By Tuesday, May 31, the SP triage tent was completely full, according to the North Carolina-based mission’s website. “Our volunteer work crew came out to help hang intravenous boards and build another triage tent to handle the load,” the site reported. In just one day last week, nearly 100 patients were treated in the tent.

The cholera center is a 200-bed facility located near a church, school and clinic. It’s in an area where a large “tent city” was set up after Haiti’s devastating earthquake in January 2010.

Upon his return from a mobile medical clinic in rural Ecuador, Dr. Steve Nelson outfitted the team with antibiotics, oral rehydration packets and intravenous kits for fluid replacement, iron for anemia, antifungal medicines, asthma medications and vitamins to take to Haiti.

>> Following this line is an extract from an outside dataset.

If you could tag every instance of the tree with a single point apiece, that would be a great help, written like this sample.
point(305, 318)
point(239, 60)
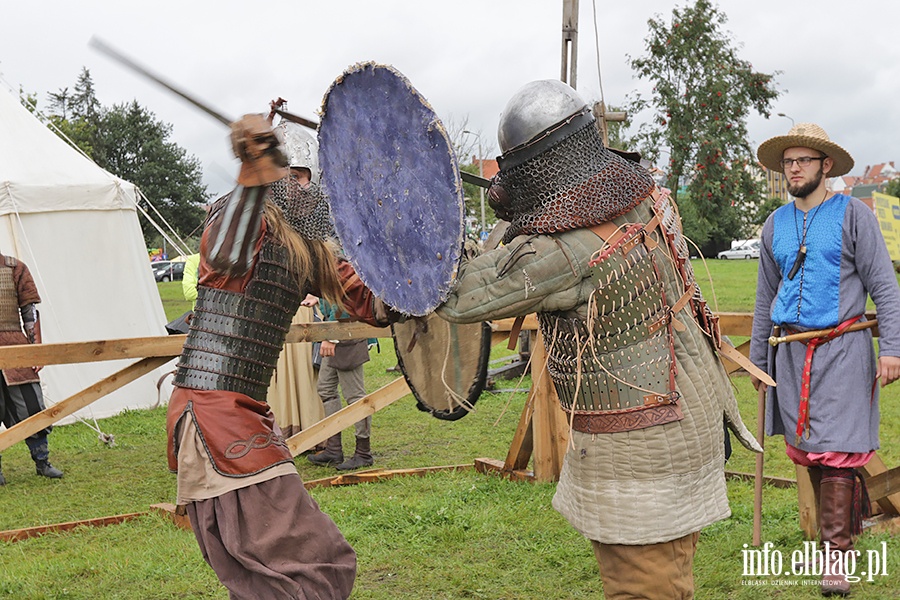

Sandra Paredes with a baby she helped deliver at Pioneer Christian Hospital in Impfondo, Congo

As with earlier HCJB Global Hands teams that responded to Haiti’s devastating earthquake and subsequent health crises, this team is also international. Nelson has lived primarily in Venezuela and Ecuador. More recently, Kirk came to Ecuador from the U.S., and Egberth is a Swedish surgeon. Paredes is an Ecuadorian who served short-term at an Impfondo, Congo hospital in 2007.

Cholera causes severe, dehydrating diarrhea. During cholera relief work in Haiti last November (his third trip in 2010) Mark Nelson wrote, “It’s really sinister how quickly and quietly patients go down. The volume of fluid lost (goes) really fast.” Left untreated, the malady can kill children and adults in fewer than 12 hours.

The cholera strain that swept through areas of Haiti made its first appearance there in nearly a century. Among the first victims were people living near a U.N. outpost in Mirebalais.

This month a U.N. panel that investigated the 2010 outbreak found “circumstantial evidence suggesting that U.N. peacekeepers may have introduced a lethal strain of the disease into the Haitian population,” reported The Washington Post. The late 2010 outbreak killed an estimated 4,500 Haitians while sickening another 300,000.